The method of DeLong was used to analyze differences in the area under the curve (AUC) for each result. These data were statistically analyzed using MedCalc version 19 software (Belgium).

A p < 0.05 was considered to indicate a statistically significant difference between the two groups.

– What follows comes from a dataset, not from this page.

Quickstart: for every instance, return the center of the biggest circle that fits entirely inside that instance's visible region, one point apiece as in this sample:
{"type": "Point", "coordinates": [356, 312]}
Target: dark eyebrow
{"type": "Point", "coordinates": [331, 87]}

For the combined use of the pareidolia test and OSIT-J^® score, we have developed the “OSIT-J^*Pareidolia Test” index, which is defined as the OSIT-J^® score^* (1-pareidolic illusion rate).

Results

Table 1 shows the characteristics of the patients. The mean age of the patients in the DLB group was 82.4 ± 5.0 yr, while that in the AD group was 80.0 ± 5.6 yr. No significant difference was observed between the two groups (p-value, 0.071).

TABLE 1

Table 1. Patient characteristics.

The H/M ratios of MIBG uptake in the delayed phase were 1.3 ± 0.3 and 2.9 ± 0.7 (p < 0.001); the left-right average of the SBR on DaT-SPECT 2.2 ± 1.2 and 4.7 ± 1.2 (p < 0.001); the OSIT-J^* Pareidolia Test scores 2.3 ± 1.9 and 4.2 ± 2.6 (p < 0.003); the pareidolia test scores 10.6 ± 11.7 and 3.7 ± 6.6 (p < 0.011); and the OSIT-J scores 2.5 ± 2.0 and 4.4 ± 2.6 (p < 0.004) in the DLB and AD patients, respectively. The results of all the tests administered (MIBG myocardial scintigraphy, DaT-SPECT, OSIT-J^* Pareidolia combination test, pareidolia test, and OSIT-J) all showed a significant difference between the AD and DLB groups.

Figure 1 and Table 2 show the results of the ROC curve analysis of discrimination between DLB and AD in each test. With MIBG myocardial scintigraphy, the AUC was 0.96, the cut-off score 2.54, sensitivity 86%, specificity 100%, positive predictive value (PPV) 100%, and negative predictive value (NPV) 67%; DaT-SPECT showed an AUC of 0.93, cut-off score of 3.93, sensitivity of 82%, specificity of 96%, PPV of 85%, and NPV of 95%; the OSIT-J^* Pareidolia Test showed an AUC of 0.75, a cut-off score of 2.93, sensitivity of 77%, specificity of 67%, PPV of 73%, and NPV of 67%; the pareidolia test showed an AUC of 0.73, cut-off score of 2.50, sensitivity of 73%, specificity of 62%, PPV of 70%, and NPV of 74%; and the OSIT-J showed an AUC of 0.72, cut-off score of 3, sensitivity of 77%, specificity of 58%, PPV of 74%, and NPV 63%. Here, a reduction in the OSIT-J^® score was defined as 3 points or fewer, and pareidolia-positive was defined as having a pareidolic illusion rate of >2.5%.

FIGURE 1

Figure 1. The results of the ROC curve analysis of discrimination between DLB and AD in each test.

TABLE 2

Table 2. The results of the ROC curve analysis of discrimination between DLB and AD in each test.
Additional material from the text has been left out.